Il percorso inizia dal parcheggio del borgo di Giarola, segue la provinciale in discesa fino al ponte sul Secchia e alla caratteristica Locanda Piera, 590 m. poi risale la vallata per la pista tracciata. Arrivati al graziosissimo borgo di Ca’ Manari, si attraversa il piccolo nucleo imboccando una mulattiera che sale nel castagneto ormai non più curato, con moltissimi castagni purtroppo morti. Il tracciato procede piuttosto ripidamente, conducendo dopo una curva a destra ad un bivio.

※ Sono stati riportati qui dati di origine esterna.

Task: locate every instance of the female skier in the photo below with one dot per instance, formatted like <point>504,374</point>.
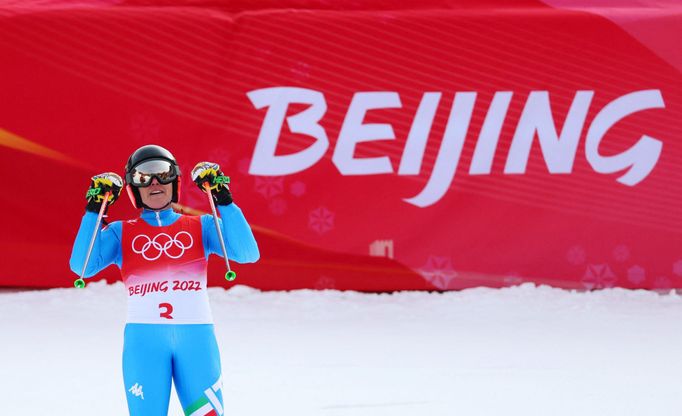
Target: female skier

Si prosegue seguendo l’indicazione per l’Agriturismo Rio Riccò (sinistra) continuando a guadagnare quota per l’ampia mulattiera (si incontrano ai lati alcune composizioni artistiche e foto d’epoca poste dall’Associazione culturale Amanzio Fiorini). Dopo una svolta a destra, si scende per un breve tratto, giungendo poco più avanti in una radura. Non si attraversa il torrente Rio Ricco che si vede poco più avanti, ma si piega a sinistra per una traccia in salita. Si sbuca in breve in un’altra bella radura nei pressi dell’Agriturismo Rio Riccò865 m. Dopo un’eventuale sosta ristoratrice, si attraversa l’omonimo torrente su un ponticello e si prosegue dapprima per sentiero, poi per carraia, poi nuovamente per sentiero fino al bel parco pubblico “Canevari” di Busana.

Si entra nel paese e, imboccata una traversa senza nome che scende ripida al cimitero di Busana, si attraversa la SP18 e in breve, per strada asfaltata secondaria, si è a Marmoreto. Usciti dal borgo si attraversa nuovamente la SP18 e, abbandonato subito l’asfalto, si scende al Secchia utilizzando, ove possibile, tratti del vecchio sentiero che taglia gli ampi tornanti della strada provinciale, fino al ponte. Da qui si ritorna al parcheggio della Giarola.